Unfortunately, in Australia the motto often seems to be 
"Dig it, drill it, sell it off and stuff the future" 

Perhaps our politicians need to receive training in "How to say no" to the fossil fuel companies.

Another post on The Great Barrier Reef and the devastation that Australia is allowing (encouraging?) to happen in this beautiful area.

And for a short video added 13 November 2012, showing the official line compared to what's happening on the ground


David Macaulay said...

That is disturbing to say the least Sue - by the time I get to see the Great Barrier Reef I fear it will be dead.

Sue said...

David, I wouldn't leave it too long. It is glorious and should be fully protected without question.

In the meantime google earth (ocean?) has something which enables you to look around the coral reefs.

Please feel free to sign the petitions and share the information.
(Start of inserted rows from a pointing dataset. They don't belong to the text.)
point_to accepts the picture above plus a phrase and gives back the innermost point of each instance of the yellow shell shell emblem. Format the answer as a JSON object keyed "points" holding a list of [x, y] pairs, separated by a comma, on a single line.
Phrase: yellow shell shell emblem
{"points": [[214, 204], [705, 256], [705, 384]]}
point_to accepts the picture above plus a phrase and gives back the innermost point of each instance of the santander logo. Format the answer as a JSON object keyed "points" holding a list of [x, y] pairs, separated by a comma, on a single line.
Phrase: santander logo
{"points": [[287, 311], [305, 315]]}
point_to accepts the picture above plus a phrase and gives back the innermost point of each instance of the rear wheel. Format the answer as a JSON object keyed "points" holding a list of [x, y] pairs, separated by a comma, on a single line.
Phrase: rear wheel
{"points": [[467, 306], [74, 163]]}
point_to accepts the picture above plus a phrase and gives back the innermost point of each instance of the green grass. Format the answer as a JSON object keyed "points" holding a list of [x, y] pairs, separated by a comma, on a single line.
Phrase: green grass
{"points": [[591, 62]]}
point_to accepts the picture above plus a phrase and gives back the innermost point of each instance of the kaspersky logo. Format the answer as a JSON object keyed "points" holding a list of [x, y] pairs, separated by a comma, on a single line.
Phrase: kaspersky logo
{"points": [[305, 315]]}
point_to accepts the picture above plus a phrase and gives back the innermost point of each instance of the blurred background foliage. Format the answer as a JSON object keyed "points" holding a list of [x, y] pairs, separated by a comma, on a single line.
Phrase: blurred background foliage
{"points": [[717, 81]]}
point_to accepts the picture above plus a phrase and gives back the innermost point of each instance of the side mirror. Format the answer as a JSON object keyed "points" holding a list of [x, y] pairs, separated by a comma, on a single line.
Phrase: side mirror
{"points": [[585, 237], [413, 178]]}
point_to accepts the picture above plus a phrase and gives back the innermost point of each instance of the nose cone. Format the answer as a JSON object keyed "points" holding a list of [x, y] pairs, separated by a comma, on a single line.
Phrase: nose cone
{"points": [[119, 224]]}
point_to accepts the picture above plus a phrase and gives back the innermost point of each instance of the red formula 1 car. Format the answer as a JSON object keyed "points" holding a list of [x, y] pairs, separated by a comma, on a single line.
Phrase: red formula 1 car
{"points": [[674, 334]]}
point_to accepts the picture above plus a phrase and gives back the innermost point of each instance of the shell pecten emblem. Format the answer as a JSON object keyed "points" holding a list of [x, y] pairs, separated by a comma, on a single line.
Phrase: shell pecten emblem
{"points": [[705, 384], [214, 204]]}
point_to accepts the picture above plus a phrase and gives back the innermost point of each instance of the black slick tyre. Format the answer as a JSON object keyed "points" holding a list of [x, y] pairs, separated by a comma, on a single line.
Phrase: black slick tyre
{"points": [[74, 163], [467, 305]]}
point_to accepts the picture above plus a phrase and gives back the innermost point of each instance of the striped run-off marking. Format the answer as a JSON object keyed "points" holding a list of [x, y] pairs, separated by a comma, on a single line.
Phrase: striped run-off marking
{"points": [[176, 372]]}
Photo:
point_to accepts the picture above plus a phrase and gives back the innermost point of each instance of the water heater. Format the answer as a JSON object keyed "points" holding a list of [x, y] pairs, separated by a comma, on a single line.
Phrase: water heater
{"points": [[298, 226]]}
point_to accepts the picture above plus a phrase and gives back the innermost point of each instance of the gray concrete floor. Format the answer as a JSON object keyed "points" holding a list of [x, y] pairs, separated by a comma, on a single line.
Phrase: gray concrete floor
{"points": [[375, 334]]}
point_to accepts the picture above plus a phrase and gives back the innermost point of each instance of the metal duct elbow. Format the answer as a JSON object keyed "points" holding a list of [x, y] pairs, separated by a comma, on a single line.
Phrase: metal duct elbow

I suspect most people have no idea what's happening.

Hilary Melton-Butcher said...

Hi Sue .. it's horrific that a first-world country is doing this or allowing it to happen ..

I read about underground water in the Middle East is all contaminated with radioactivity and is unsafe ...

I hope the world wakes up .. I fear there are so many selfish people around without any leadership vision to actually 'do something' rather than talk about ..

Cheers - thanks for the exceedingly disturbing information .. Hilary

Sue said...

Hilary the news that seeps coming in from areas near the Great Barrier Reef continues to be sad. I fail to understand how parents can be so unthinking about the importance of preserving an area of such significance and beauty for their children and grandchildren.